The governor also proposed giving the Arkansas Waterways Commission $374,938 for project expenses related to the Three Rivers Study pertaining to the Arkansas, White and Mississippi rivers.

After 50 years of concerns and temporary fixes around the three rivers in the Arkansas Delta, state and federal officials last year signed a $3 million cost-sharing agreement to begin a study on finding a permanent solution to ensure that the waterways stay navigable. The state will contribute $1.5 million to the three-year study. The other $1.5 million will be provided by the federal government.

Cartwright said lawmakers approved the governor's request to use $700,000 from the rainy-day fund for the study in August 2015.

Gene Higginbotham, executive director of the Waterways Commission, said, "We basically have taken 11 alternatives and worked it down to two alternatives" in the study.

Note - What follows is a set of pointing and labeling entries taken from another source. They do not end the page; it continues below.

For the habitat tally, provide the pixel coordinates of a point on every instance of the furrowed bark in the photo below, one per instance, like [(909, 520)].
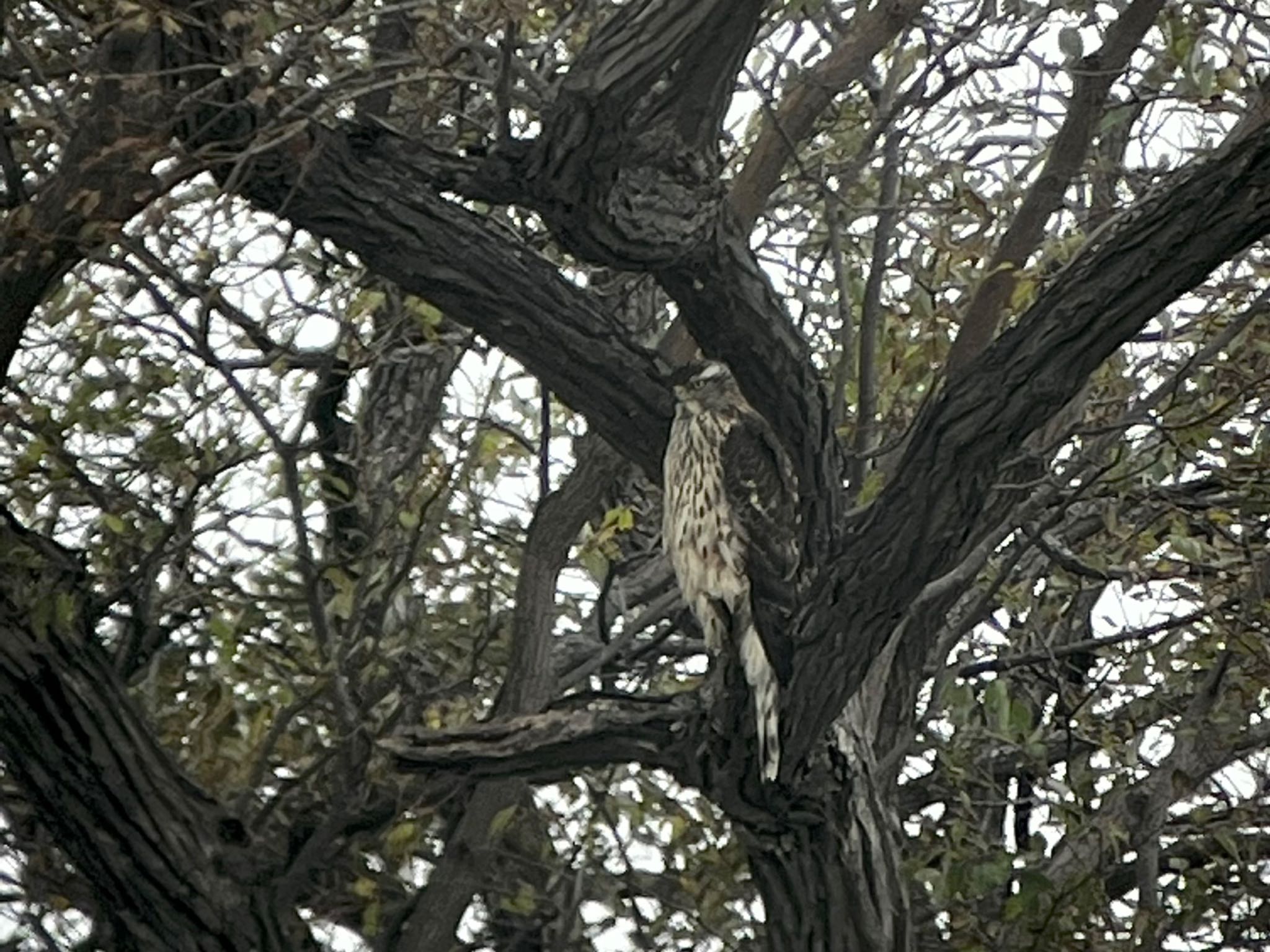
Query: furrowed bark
[(171, 870), (930, 511)]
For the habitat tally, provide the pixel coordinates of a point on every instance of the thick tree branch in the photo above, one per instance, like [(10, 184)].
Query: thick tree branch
[(438, 250), (912, 534), (528, 687), (1094, 76), (550, 747), (103, 179), (169, 867)]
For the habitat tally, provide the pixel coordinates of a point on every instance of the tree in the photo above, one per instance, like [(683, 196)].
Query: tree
[(332, 610)]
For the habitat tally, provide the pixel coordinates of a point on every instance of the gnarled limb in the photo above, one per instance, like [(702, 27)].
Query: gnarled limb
[(169, 867)]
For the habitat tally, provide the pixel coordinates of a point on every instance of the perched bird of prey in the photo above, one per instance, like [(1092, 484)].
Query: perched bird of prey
[(729, 530)]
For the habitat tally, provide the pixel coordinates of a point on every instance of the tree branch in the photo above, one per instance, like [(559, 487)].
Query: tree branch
[(1094, 76), (796, 118), (929, 513), (168, 866), (550, 747)]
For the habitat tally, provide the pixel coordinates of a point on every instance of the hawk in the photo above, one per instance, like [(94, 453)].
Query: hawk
[(729, 530)]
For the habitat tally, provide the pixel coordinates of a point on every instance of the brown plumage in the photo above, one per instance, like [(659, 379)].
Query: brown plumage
[(729, 530)]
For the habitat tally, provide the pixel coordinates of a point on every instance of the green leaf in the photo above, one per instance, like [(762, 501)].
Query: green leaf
[(1070, 42), (996, 703)]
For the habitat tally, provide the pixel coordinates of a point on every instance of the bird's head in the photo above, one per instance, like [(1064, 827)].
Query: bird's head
[(706, 385)]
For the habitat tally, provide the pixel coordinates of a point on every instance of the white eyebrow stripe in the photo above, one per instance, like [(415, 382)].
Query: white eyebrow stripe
[(711, 369)]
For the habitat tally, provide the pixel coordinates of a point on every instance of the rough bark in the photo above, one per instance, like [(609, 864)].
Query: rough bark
[(1094, 76), (169, 868), (824, 851)]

"Now all the work is going into an economic impact, trying to determine which has the best cost-benefit ratio," he said.

"Then after that, I'll be back in front of you one more time. But next year, it's $270,000, which will complete the $1.5 million [in state funds] that we agreed to with the [U.S. Army] Corps of Engineers as the local sponsor," Higginbotham said.

The study will be completed in February 2018 with a final option and "see if we can't get the federal government to pay 100 percent of the cost," he said.

Hutchinson also proposed giving $140,000 to the state Department of Education to help pay for gifted and talented summer programs.